During the first 6 years, mean WC decreased from 113.11 ± 11.5 to 100.72 ± 8.83 cm (). WC decreased in all patients from 3 to 25 cm. During intermission of TRT in seven men, waist circumference increased in all but one patient by 1 to 8 cm. After resumption of TRT, waist circumference remained stable in two and decreased again by 2 to 8 cm in five men ().

Figure 2. Waist circumference (cm) in nine men with type 1 diabetes receiving treatment with testosterone.

Figure 2. Waist circumference (cm) in nine men with type 1 diabetes receiving treatment with testosterone.

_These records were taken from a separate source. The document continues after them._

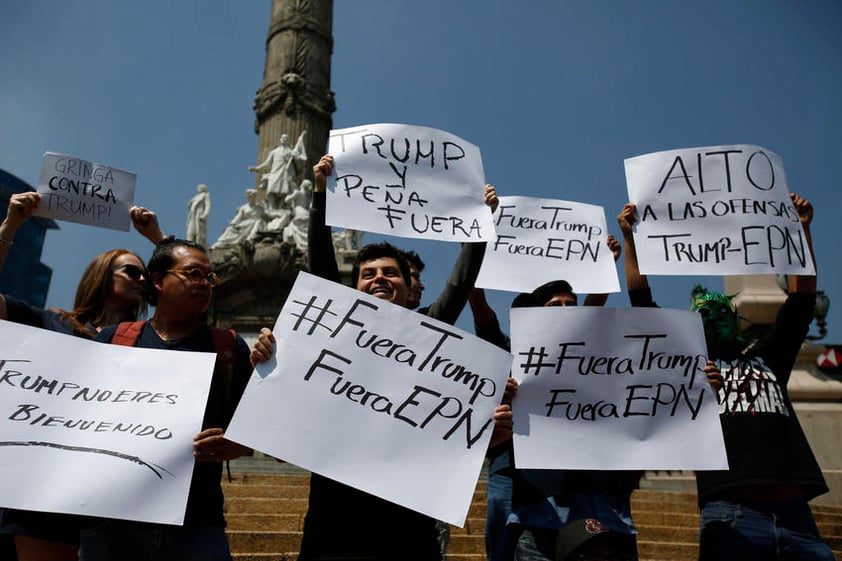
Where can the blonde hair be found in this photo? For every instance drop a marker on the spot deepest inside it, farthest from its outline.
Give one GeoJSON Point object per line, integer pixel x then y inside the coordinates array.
{"type": "Point", "coordinates": [95, 286]}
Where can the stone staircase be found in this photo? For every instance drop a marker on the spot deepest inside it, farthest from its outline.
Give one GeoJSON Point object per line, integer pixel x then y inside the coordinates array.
{"type": "Point", "coordinates": [265, 505]}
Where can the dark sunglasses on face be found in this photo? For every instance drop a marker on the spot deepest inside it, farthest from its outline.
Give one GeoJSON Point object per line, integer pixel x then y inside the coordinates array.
{"type": "Point", "coordinates": [132, 271]}
{"type": "Point", "coordinates": [197, 275]}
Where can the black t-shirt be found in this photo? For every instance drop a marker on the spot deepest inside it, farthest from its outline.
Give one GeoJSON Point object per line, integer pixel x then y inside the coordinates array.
{"type": "Point", "coordinates": [763, 438]}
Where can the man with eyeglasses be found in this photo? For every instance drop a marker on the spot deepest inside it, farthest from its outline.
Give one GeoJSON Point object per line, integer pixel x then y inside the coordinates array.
{"type": "Point", "coordinates": [179, 283]}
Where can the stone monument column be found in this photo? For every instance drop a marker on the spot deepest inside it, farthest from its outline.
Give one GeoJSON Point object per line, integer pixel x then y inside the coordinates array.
{"type": "Point", "coordinates": [295, 95]}
{"type": "Point", "coordinates": [256, 261]}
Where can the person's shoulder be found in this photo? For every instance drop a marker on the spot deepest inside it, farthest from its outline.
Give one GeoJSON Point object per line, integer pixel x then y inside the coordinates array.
{"type": "Point", "coordinates": [106, 334]}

Baseline fasting glucose was 9.54 ± 2.81 mmol/L (minimum: 4.4, maximum: 12.9) and dropped under TRT during the first 6 years to 5.16 ± 0.6 mmol/L (minimum: 4.02, maximum: 5.97) (). Serum glucose increased during intermission of TRT to between 5.9 and 11.0 mmol/L, and decreased again to between 3.9 and 6.2 mmol/L upon resuming TRT ().

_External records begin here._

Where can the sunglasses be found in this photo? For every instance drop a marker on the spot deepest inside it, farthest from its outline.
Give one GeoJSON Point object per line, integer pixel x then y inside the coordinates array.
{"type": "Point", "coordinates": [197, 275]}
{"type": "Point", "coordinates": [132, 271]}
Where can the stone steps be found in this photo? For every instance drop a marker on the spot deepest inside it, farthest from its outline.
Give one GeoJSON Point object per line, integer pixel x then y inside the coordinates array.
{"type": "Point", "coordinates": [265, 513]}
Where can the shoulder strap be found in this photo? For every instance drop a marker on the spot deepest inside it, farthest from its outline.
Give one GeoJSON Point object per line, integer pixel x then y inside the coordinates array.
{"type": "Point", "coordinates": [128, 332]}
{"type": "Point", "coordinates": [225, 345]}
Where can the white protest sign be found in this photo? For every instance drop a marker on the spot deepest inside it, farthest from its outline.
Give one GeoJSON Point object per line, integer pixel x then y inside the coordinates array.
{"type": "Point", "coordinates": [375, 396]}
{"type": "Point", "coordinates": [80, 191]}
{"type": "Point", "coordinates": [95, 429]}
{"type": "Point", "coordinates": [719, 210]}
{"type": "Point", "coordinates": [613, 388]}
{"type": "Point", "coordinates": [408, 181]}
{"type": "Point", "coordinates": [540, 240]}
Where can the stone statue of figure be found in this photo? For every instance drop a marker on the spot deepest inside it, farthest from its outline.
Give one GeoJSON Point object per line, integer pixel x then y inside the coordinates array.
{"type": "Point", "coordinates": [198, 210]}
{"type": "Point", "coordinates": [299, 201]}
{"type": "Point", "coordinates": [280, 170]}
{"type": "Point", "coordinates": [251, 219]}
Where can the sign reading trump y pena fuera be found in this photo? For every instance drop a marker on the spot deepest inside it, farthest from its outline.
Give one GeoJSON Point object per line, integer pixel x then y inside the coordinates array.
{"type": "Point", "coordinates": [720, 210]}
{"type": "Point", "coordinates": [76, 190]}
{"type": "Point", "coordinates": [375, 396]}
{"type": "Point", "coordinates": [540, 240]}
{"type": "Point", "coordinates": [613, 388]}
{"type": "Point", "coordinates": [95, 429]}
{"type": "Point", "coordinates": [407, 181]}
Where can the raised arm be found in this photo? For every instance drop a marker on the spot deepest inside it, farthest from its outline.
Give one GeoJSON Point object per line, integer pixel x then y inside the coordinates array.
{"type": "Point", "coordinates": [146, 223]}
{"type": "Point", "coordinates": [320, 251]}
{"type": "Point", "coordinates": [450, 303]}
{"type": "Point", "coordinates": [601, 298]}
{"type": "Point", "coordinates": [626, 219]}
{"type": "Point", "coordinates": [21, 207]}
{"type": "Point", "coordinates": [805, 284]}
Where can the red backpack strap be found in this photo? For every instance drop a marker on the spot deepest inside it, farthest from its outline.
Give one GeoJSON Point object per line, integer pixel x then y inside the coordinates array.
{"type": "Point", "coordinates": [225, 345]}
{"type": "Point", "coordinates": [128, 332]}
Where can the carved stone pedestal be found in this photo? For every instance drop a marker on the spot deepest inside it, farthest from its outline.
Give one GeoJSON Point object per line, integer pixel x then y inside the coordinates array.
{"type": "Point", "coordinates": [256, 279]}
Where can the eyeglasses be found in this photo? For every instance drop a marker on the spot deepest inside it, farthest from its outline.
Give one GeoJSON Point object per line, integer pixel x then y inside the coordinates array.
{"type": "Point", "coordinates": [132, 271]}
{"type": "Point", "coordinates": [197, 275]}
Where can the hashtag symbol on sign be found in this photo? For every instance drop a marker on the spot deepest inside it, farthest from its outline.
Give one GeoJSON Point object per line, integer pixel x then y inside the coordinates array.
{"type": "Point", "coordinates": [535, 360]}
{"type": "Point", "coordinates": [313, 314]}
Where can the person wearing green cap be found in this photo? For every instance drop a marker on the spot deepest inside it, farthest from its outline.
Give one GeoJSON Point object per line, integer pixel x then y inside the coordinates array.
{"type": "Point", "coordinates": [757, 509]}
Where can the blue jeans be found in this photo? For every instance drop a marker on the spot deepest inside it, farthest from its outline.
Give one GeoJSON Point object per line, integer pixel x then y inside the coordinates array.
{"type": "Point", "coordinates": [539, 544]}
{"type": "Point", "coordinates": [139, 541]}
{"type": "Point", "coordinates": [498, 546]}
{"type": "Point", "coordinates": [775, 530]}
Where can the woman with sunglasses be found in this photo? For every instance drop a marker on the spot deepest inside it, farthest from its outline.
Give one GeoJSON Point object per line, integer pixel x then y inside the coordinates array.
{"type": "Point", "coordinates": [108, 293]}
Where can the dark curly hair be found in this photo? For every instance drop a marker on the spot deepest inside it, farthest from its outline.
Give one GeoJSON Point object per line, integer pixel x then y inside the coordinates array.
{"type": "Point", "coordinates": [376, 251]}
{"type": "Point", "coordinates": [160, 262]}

Figure 3. Serum glucose (mmol/L) in nine men with type 1 diabetes receiving treatment with testosterone.

Figure 3. Serum glucose (mmol/L) in nine men with type 1 diabetes receiving treatment with testosterone.

During the first 6 years, HbA1c ranged from 8.4 to 9.7% at baseline (mean: 8.97 ± 0.42%). Upon TRT, HbA1c decreased to values between 5.7 and 6.9% (). HbA1c increased to values between 7.2 and 9.1% during the intermission of TRT and declined again upon resumption of TRT to values between 5.8 and 6.9% ().

Figure 4. HbA1c (%) in nine men with type 1 diabetes receiving treatment with testosterone.

Figure 4. HbA1c (%) in nine men with type 1 diabetes receiving treatment with testosterone.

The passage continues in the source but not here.